2. You could go back to the Queen’s Coronation
People re-experiencing their past is a powerful idea, and one that had multiple applications at the show. When, for example, Peter was asked what he’d do differently if he could go through his diagnosis again, he suggested he’d tell more people about it, which he hadn’t because he was embarrassed. ‘Get it out in the open,’ Peter encouraged. ‘It’s not your fault.’
But what of those whose conditions are more advanced? What if you could actually fully immerse yourself in days gone by? What personal recollections would that prompt? These were questions posed by The Wayback, a series of virtual reality films.
‘This is a personal project for all of us,’ says co-founder Dan Cole. ‘We’ve all had family members affected by Alzheimer’s and dementia, and our experiences told us that conversations became difficult to come by as the disease took hold, so you’d try all sorts of things to open up that communication. Taking my dad back to where he grew up proved very helpful with him. Being surrounded by that environment opened up all sorts of stories from his past. We thought it would be great to take people back to a personal moment in time, and see how that would help.’

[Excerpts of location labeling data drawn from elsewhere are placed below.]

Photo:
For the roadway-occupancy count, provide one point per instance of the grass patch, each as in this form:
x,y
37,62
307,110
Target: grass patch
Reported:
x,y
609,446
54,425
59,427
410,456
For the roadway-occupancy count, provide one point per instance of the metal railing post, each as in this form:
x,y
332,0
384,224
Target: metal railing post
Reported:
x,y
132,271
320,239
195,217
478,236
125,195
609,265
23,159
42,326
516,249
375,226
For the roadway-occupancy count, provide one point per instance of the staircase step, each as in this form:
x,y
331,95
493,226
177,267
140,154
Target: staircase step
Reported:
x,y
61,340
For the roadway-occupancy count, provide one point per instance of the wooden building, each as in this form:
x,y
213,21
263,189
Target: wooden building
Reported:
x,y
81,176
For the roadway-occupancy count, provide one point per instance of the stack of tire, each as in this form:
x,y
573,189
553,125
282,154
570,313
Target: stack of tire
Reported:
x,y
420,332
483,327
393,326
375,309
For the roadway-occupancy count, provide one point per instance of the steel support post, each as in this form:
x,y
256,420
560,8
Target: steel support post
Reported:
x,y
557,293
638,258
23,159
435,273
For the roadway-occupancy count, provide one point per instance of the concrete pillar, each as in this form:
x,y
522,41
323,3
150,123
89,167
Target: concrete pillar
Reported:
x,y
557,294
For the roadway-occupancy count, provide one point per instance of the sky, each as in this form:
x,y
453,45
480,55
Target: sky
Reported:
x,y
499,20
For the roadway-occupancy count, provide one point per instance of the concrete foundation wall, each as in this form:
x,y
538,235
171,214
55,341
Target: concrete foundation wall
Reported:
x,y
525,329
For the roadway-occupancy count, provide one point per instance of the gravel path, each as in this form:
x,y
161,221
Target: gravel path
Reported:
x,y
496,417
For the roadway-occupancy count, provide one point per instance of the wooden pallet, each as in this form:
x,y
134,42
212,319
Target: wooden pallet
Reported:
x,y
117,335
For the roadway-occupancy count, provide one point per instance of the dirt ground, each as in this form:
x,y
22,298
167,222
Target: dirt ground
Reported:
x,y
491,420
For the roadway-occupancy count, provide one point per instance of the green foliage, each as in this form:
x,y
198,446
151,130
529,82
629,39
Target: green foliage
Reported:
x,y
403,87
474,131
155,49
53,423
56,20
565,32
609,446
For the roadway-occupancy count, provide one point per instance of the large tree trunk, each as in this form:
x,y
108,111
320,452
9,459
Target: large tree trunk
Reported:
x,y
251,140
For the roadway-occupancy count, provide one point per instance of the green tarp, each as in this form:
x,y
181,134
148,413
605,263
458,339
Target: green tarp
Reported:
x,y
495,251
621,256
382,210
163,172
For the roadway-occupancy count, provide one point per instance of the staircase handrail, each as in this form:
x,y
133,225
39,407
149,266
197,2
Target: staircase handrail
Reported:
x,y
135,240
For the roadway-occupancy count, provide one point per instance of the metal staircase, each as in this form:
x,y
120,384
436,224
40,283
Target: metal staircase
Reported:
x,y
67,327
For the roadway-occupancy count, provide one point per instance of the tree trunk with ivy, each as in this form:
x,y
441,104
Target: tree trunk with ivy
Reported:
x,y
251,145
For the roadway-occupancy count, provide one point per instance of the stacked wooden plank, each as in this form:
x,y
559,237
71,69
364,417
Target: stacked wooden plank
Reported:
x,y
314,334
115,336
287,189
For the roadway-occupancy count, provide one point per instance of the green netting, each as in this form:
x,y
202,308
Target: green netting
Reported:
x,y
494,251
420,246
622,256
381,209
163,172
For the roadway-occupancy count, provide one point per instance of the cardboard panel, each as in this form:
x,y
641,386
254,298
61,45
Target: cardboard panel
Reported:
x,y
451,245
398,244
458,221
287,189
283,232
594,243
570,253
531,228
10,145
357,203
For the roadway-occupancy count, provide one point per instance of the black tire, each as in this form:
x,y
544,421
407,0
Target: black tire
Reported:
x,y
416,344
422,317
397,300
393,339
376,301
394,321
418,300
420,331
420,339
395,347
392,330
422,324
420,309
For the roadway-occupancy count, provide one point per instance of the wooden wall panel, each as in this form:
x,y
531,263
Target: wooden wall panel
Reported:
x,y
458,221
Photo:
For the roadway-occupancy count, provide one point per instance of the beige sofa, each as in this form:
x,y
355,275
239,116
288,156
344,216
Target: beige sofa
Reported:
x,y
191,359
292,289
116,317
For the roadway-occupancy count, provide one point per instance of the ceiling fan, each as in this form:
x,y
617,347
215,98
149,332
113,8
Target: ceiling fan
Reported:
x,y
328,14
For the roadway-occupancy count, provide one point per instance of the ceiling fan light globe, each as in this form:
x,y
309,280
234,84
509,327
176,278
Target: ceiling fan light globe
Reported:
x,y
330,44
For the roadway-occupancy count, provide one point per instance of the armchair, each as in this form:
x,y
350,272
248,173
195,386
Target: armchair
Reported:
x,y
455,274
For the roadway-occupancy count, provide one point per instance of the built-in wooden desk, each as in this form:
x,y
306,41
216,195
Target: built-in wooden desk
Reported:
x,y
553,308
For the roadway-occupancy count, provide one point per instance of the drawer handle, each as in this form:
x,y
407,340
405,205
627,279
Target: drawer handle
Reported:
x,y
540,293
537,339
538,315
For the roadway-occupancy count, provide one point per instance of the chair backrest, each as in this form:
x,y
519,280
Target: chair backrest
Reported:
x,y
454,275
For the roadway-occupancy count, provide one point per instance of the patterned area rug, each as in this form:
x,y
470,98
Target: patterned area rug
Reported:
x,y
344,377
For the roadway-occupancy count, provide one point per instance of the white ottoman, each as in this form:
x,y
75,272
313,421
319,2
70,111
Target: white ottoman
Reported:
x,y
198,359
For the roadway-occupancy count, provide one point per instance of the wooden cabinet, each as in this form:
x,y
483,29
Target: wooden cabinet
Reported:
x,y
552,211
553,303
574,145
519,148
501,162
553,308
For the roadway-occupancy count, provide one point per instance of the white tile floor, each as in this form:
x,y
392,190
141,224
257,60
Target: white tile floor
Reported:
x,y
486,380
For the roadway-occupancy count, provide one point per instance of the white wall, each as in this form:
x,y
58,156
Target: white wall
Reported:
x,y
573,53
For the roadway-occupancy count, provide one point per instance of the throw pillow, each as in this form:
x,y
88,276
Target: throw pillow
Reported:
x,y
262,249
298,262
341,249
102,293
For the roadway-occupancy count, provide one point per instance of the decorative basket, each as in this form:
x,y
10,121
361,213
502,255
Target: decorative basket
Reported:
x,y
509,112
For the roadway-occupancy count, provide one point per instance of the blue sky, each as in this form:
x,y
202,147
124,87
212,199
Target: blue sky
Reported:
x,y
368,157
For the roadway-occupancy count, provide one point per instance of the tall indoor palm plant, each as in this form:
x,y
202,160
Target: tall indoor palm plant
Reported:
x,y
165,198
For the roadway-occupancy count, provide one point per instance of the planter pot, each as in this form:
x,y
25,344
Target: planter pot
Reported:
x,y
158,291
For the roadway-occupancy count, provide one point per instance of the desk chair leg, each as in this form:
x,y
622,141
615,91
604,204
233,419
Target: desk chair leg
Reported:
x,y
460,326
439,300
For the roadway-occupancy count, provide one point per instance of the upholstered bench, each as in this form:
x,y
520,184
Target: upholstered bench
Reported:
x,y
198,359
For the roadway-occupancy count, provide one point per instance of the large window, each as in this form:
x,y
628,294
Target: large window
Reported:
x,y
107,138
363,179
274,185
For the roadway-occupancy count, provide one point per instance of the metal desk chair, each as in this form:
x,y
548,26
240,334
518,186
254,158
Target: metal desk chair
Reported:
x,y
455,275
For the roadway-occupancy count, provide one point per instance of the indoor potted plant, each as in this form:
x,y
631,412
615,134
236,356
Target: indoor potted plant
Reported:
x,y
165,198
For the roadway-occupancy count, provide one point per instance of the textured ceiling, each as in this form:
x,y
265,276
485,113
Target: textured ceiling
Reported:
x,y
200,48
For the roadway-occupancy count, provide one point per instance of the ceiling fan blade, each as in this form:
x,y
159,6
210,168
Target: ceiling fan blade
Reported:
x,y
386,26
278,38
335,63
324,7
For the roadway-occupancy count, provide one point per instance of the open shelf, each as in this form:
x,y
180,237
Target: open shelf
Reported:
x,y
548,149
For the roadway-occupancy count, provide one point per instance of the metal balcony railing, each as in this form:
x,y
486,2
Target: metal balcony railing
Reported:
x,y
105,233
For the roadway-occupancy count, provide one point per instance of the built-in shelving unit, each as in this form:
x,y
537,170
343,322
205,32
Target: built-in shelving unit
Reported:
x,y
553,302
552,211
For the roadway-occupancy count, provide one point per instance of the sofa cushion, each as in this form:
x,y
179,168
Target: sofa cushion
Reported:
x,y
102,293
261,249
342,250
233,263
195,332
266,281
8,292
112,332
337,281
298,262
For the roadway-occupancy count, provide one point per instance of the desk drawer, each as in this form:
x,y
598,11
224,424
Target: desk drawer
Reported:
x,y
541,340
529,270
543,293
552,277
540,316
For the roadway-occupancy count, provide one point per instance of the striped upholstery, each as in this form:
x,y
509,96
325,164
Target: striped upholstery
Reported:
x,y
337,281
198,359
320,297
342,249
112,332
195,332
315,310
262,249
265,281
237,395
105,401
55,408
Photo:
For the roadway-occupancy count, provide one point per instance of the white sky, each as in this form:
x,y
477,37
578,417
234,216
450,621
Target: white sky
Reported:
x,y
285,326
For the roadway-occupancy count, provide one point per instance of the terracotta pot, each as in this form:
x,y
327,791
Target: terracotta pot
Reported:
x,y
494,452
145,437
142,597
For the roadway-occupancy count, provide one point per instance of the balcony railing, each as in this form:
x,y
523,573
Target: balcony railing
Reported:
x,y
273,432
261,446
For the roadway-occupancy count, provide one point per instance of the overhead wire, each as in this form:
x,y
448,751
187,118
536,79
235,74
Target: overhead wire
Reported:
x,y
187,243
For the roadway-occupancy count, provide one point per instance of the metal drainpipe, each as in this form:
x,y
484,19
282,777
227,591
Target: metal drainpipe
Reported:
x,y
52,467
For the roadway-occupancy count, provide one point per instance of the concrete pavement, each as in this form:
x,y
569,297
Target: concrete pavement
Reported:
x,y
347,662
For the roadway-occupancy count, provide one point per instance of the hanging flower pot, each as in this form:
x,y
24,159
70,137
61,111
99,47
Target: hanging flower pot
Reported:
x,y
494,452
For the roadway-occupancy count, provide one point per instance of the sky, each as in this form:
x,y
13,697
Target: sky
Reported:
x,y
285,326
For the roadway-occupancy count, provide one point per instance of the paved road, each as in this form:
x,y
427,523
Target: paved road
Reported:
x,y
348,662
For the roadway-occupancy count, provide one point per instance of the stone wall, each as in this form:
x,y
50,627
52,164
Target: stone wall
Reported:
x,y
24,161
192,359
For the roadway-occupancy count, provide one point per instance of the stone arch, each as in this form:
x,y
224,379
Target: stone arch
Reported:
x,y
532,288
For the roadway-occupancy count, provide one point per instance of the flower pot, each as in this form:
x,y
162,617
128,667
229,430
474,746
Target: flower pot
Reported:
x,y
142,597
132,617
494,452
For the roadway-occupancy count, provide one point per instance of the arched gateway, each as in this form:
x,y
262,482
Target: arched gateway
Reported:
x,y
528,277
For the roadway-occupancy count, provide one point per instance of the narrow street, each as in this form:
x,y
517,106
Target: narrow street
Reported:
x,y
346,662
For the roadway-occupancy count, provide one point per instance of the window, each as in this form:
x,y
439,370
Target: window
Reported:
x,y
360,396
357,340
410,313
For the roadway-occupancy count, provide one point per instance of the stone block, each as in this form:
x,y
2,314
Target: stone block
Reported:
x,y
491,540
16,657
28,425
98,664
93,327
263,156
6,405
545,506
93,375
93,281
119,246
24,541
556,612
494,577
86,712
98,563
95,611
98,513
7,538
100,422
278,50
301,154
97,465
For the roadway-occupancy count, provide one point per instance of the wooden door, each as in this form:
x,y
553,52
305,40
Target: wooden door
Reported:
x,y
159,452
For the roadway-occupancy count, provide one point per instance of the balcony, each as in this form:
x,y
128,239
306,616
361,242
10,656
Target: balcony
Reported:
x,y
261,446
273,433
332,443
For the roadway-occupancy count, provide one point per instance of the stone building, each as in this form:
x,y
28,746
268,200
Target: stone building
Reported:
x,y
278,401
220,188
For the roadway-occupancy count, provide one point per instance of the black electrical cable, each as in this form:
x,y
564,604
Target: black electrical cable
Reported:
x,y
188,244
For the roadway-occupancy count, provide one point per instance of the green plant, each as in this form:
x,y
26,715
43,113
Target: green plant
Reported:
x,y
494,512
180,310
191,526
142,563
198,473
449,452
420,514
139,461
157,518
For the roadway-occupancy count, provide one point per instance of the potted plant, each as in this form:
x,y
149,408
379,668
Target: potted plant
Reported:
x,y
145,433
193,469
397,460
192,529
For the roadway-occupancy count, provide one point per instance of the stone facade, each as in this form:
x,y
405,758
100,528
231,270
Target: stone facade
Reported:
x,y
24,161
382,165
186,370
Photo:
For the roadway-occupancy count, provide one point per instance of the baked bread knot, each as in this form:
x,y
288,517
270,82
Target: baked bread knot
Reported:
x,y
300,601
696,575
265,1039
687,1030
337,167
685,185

The series of films feature painstakingly recreated environments, such as a local community enjoying the Queen’s Coronation on 2 June 1953, complete with accurate period clothing, dialogue and music (all based on insight gathered from interviews with people who were there). The films are accessible via a free app and downloaded onto a smartphone, which is then placed into a Google cardbox viewer that’s held up to the eyes to provide a 360 degree experience – so wherever you look, whether down at the pavement or up at the sky, you’re seemingly in the past. ‘There was an obsession with the level of detail,’ says Dan, who reveals they’re looking into creating more films, including one around England’s World Cup winning year of 1966.
3. Communication was made playful
Football is a format game to countless people, but there are others. Call-to-mind, for example, encourages communication in people living with dementia through an engaging, board game style.
‘It took a long time to develop the game,’ says Laura Templeton, whose sister, an occupational therapist working with dementia patients, came up with the concept after determining the need for a “person-centred” but unintimidating activity. ‘She realised that patients could often feel threatened if you asked them questions, as it seemed like it was a test that they might fail. As a family we’d all played games, so thought a game that asked questions would be a kinder and more fun way to get information about someone.’
Having previously worked on board games as teaching aids, Laura, a designer, brought the visual components to life, working with UCL and care homes to trial it. The game poses questions to players about themselves under headings such as “Growing up”, “Making + Mending” and “Clothes”. As well as encouraging memory retrieval and stimulating conversations among those playing, the findings can be incorporated into their individual care plans.
4. There was a whole new use for a table
The show featured a wide variety of tools for helping those with Alzheimer’s and dementia. Some, as we’ve already seen, were based on recognisable, lo-fi formats; while others, like the Tovertafel, harness technology.
Tovertafel, which means “Magic Table” in Dutch, is a high-quality projector combined with infrared sensors, speaker and a processor, to project interactive games onto a table. The first aim of these games is to stimulate physical and cognitive activity among those with mid-to-late stage dementia. ‘The further people are in the journey with dementia, the more likely they are to interact with the Magic Table,’ says Medhi Bedioui, one of the two directors of Shift 8, the company that’s brought Tovertafel to the UK. Its other aim, Medhi says, is to create what they call ‘Moments of happiness’ between loved ones.